Abstract
Laser powder bed fusion (LPBF) enables simultaneous control of epitaxial grain growth and solidification microstructure because it combines directional solidification with a programmable, scan-strategy-guided thermal field. In principle, epitaxial inheritance from a single-crystal (SX) substrate or previously deposited layers can be used to achieve stable crystallographic orientation and controlled cellular/dendritic growth within melt pools. However, in practice, epitaxy in LPBF often persists for only a limited number of layers before epitaxial stability is lost and new grains with different orientations emerge, disrupting both crystallographic continuity and the associated solidification microstructure. This instability limits reliable texture control and can introduce spatially varying deformation behavior because crystallographic orientation governs direction-dependent mechanical, thermal, and electrical response, while cellular solidification microstructures strongly influence dislocation motion and strengthening. The consequences are especially significant for applications where grain boundaries are detrimental, such as SX superalloy turbine blades for high-temperature creep resistance. Because these components are costly and time-intensive to manufacture, laser-based additive repair is an attractive pathway for the manufacturing and repair of SX-like microstructures while significantly reducing material waste, replacement cost, and downtime. Therefore, to achieve predictable epitaxial stability and better control of properties, it is necessary to understand when and why crystallographic epitaxial growth becomes unstable during processing, and how this instability is correlated with the solidification microstructure.

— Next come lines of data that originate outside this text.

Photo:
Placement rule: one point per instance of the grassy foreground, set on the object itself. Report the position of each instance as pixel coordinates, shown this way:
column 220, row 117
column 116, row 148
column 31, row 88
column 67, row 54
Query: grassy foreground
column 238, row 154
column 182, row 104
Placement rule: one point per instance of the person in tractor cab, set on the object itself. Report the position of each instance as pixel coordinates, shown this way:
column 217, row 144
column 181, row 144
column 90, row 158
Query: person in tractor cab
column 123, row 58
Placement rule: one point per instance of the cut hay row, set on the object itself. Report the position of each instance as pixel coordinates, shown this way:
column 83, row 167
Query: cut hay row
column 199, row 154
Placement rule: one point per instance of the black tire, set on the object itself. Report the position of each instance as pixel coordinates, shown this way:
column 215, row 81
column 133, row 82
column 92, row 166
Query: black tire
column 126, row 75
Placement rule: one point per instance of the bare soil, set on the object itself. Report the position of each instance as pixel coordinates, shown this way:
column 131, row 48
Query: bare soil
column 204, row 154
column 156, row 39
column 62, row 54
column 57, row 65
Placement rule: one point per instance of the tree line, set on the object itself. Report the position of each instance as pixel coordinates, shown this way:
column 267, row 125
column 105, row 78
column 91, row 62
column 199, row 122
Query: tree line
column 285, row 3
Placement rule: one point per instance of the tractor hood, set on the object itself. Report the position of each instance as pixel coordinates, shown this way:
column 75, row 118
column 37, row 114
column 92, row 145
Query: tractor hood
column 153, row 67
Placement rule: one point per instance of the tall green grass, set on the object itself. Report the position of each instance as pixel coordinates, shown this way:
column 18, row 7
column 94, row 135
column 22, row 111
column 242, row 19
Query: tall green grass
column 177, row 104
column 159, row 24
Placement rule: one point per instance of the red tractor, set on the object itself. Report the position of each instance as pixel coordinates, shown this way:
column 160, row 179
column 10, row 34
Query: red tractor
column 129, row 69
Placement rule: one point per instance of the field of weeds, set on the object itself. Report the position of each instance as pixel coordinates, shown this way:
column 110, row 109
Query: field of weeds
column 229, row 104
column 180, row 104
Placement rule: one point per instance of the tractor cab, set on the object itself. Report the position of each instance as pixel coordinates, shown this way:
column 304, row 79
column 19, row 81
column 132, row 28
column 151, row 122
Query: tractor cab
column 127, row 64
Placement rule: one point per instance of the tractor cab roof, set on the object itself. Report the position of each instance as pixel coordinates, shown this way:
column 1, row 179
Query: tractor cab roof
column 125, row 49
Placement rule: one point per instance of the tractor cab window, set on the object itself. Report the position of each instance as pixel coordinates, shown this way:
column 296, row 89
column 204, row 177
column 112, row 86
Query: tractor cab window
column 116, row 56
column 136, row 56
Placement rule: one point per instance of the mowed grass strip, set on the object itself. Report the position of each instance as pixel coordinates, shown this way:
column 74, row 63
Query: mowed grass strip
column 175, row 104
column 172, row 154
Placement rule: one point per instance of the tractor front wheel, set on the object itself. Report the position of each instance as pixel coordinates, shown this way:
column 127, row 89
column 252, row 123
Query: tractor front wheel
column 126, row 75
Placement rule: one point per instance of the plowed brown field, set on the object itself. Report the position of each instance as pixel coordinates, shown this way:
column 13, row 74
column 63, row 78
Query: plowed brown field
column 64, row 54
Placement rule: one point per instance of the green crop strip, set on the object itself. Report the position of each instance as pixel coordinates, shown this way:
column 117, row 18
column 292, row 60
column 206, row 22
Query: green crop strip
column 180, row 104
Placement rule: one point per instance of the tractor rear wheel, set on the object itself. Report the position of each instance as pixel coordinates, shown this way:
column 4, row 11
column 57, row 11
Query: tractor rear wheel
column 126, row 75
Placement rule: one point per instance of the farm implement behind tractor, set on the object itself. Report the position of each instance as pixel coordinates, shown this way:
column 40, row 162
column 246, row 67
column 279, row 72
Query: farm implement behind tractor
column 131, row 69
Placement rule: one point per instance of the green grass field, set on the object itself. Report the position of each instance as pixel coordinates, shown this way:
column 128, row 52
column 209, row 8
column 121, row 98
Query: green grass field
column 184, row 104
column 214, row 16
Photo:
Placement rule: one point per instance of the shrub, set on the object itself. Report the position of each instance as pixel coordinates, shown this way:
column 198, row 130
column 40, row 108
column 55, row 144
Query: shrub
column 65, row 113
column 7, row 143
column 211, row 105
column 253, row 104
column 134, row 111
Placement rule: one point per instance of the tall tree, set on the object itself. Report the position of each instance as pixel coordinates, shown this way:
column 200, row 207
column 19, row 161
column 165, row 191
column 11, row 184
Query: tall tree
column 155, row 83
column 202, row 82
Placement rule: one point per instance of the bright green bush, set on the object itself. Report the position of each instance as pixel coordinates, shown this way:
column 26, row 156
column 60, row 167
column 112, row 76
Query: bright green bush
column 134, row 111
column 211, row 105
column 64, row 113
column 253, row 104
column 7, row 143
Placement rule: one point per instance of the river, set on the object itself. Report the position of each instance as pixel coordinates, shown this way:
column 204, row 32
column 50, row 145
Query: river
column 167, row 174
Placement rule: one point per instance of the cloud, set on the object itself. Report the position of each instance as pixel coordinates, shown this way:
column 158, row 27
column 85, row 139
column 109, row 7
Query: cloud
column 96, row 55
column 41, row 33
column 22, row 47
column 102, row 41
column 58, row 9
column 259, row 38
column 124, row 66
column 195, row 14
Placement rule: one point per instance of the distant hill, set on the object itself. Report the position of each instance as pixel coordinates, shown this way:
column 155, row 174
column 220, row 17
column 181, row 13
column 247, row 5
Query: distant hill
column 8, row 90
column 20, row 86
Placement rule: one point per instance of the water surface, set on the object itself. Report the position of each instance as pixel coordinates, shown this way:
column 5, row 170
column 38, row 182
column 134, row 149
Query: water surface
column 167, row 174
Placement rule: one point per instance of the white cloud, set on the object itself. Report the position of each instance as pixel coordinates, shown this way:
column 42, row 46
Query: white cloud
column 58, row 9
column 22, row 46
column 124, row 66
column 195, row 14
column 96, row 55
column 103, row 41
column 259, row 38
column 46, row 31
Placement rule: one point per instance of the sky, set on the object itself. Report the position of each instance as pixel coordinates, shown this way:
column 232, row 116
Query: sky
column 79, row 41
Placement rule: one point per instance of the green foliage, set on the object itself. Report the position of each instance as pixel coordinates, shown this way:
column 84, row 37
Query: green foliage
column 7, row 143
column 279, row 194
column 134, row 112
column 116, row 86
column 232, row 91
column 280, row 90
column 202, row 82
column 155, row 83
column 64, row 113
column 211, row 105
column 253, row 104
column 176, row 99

This dissertation advances the fundamental understanding of crystallographic instability in LPBF by identifying how process-induced misorientation forms, accumulates, and ultimately contributes to epitaxy loss and new grain formation. Using designed experiments on SX Stainless Steel 316L substrates, combined with quantitative orientation mapping, defect analysis, and computational modeling, this dissertation systematically reveals three central findings. First, epitaxial growth dominates microstructure development in LPBF, and preferential growth-variant selection is governed primarily by the local temperature-gradient magnitude at the solid--liquid interface. Second, crystallographic misorientation within and around a melt pool arises from two sources: (i) solidification-morphology-dependent misorientation that localizes at cell walls and colony boundaries, and (ii) morphology-independent misorientation generated by internal-stress-induced plastic deformation. This plasticity-driven contribution further extends the misorientation approximately 100 μm beyond the melt pool boundary into the substrate. Building on this melt-pool-level foundation, this dissertation shows that repeated remelting progressively accumulates twist-like crystal rotation, increases geometrically necessary dislocation (GND) density, and promotes subgrain-boundary development, ultimately reaching a point at which a subgrain boundary becomes energetically more favorable for growth than the deformed parent grain, resulting in epitaxy loss and the formation of new grains with distinct crystallographic orientations and solidification growth directions. Collectively, these findings provide a fundamental basis for designing and stabilizing crystallographic texture and solidification microstructure in LPBF, thereby enabling precise texture programming and single-crystal repair strategies.